Figure 2—figure supplement 1
Lamins from several species interact with the Plk1 PBD in a phospho-dependent manner.

(A) In vitro kinase assay was performed with C.e PLK-1 and the GST-LMN-1 head [H] or tail [T] fragments as substrates. The samples were subjected to SDS-PAGE, followed by a Far-Western ligand-binding assay using GST-PBD wild type (a) or the corresponding phosphate pincer (GST-PBD H538A/K540M) mutant (b). The bottom panel shows the Stain-Free Blot (Chemidoc, Bio-Rad) of the same membrane (c, d). GST is present as an impurity from the production of GST-LMN-1 fragments. (B) Full scans of Western blots corresponding to Figure 2B (panels b and d) and including the Far-Western blot using the PBD mutated on the phosphate pincer as control (panels a and c). In vitro kinase assay was performed with PLK-1 and the GST-LMN-1 [H] WT and mutated fragments as substrate. The samples were subjected to SDS-PAGE, followed by a Far-Western ligand-binding assay using GST-PBD wild type (a) or the corresponding phosphate pincer (GST-PBD H538A/K540M) mutant (b). The bottom panel shows the Stain-Free Blot (Chemidoc, Bio-Rad) of the same membrane (c, d). GST is present as an impurity from the production of GST-LMN-1 fragments. (C) Full scans of Western blots corresponding to Figure 2C (panels b and d) and including the Far-Western blot using the PBD mutated on the phosphate pincer as control (panels a and c). In vitro kinase assay was performed with Cyclin-Cdk1 and the GST-lamin Dm0 [H] fragments as substrate. The samples were subjected to SDS-PAGE, followed by a Far-Western ligand-binding assay using GST-PBD wild-type (a) or the corresponding phosphate pincer (GST-PBD H538A/K540M) mutant (b). The bottom panel shows the Stain-Free Blot (Chemidoc, Bio-Rad) of the same membrane (c, d). (D) Full scans of Western blots corresponding to Figure 2D. In vitro kinase assay was performed with Cyclin-Cdk1 and the GST-lamin A/C [H] WT or 1A fragments as substrate.

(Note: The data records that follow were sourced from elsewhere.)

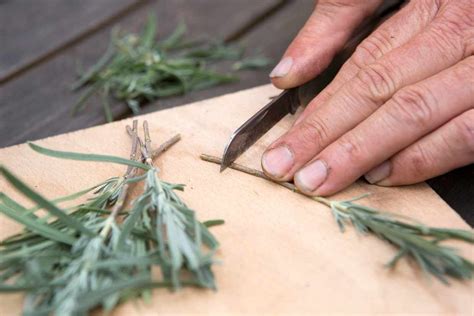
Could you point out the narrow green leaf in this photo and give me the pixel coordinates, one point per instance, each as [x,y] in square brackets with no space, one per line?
[44,203]
[87,157]
[213,222]
[35,226]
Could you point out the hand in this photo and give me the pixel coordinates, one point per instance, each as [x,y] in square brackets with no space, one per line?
[401,109]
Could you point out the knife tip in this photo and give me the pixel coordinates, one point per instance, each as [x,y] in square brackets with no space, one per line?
[223,167]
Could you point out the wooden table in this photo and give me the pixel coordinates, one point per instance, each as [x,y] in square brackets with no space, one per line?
[42,43]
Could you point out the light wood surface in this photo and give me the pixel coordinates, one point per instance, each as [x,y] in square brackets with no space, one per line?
[281,252]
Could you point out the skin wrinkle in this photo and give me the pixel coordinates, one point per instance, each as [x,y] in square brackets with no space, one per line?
[395,85]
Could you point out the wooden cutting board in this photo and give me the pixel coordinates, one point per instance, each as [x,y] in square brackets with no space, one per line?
[281,252]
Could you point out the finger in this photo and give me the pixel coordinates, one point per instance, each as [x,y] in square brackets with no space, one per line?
[393,33]
[324,34]
[449,147]
[412,113]
[363,95]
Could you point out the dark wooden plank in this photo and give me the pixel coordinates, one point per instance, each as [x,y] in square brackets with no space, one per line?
[38,103]
[32,30]
[271,37]
[457,189]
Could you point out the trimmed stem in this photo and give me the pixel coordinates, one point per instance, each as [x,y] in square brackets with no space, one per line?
[260,174]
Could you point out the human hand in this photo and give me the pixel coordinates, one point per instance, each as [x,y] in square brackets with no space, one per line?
[400,110]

The samples were subjected to SDS-PAGE, followed by a Far-Western ligand-binding assay using GST-PBD wild type (a) or the corresponding phosphate pincer (GST-PBD H538A/K540M) mutant (b). The bottom panel shows the Stain-Free Blot (Chemidoc, Bio-Rad) of the same membrane (c, d).

Figure 3 with 5 supplements
LMN-1-mediated PLK-1 phosphorylation promotes lamina disassembly during mitosis.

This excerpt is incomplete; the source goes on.